HOUSTON (Reuters) - An oil and gas regulator in the top U.S. energy-producing state of Texas cast doubt on research linking growing seismic activity to petroleum production on Wednesday, following the release of a study arguing most of the state’s earthquakes are manmade.
Ryan Sitton, one of three members of the Texas Railroad Commission, which regulates the oil and gas industry, told a Houston Bar Association gathering that studies linking earthquakes to disposal wells for wastewater produced as a byproduct of oil and gas production were based on “very aggressive assumptions that you would not normally accept in a scientific study.”
The comments came on the same day researchers released a paper arguing that as many as nine in 10 of Texas’s earthquakes in the past 40 years may have been caused by oil and gas production, raising the specter of greater regulation in a state that produces 20 percent of U.S. energy output and is home to some of the country’s hottest shale plays.
Following a speech touting the role of the oil industry in Texas’ economy and criticizing the Obama administration’s carbon emission regulations, the first audience question Sitton faced was on whether the commission was looking into reports linking earthquakes to fossil fuel production.
“If seismicity is being caused by oil and gas activities, then I want to know it, and we’re going to regulate it,” Sitton said. “But if not, I don’t want somebody in parts of the state to be convinced it’s oil and gas and not address whatever the real issues are.”
Texas’s earthquake issue pales in comparison to northern neighbor Oklahoma, where regulators have clamped down on disposal well volumes as a result of growing seismicity.
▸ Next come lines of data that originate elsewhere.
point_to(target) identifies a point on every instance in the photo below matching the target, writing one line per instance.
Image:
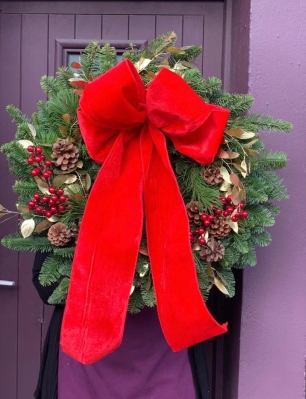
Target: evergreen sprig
(56, 119)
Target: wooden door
(33, 37)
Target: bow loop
(195, 127)
(113, 102)
(137, 177)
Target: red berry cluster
(229, 207)
(38, 159)
(48, 205)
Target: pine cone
(193, 213)
(66, 154)
(59, 234)
(212, 251)
(212, 175)
(219, 228)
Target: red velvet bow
(124, 127)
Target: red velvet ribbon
(124, 127)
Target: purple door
(36, 37)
But University of Texas-Austin researcher Cliff Frohlich, the lead author of Wednesday’s study, said Texas regulators have been too slow to acknowledge a link.
Studies like Frohlich’s have been criticized by the Railroad Commission and industry groups for relying too heavily on correlations between the spacing and timing of earthquakes and disposal wells and not enough on subsurface pressure data.
“This is not the time for anybody - the Railroad Commission, academia, federal or state jurisdictions - to be putting out half-cocked information,” Sitton said in an interview on the sidelines of the meeting.
Frohlich defended his methods in an interview, noting that Texas contained relatively few seismic monitoring stations and praised a recent state decision to install more.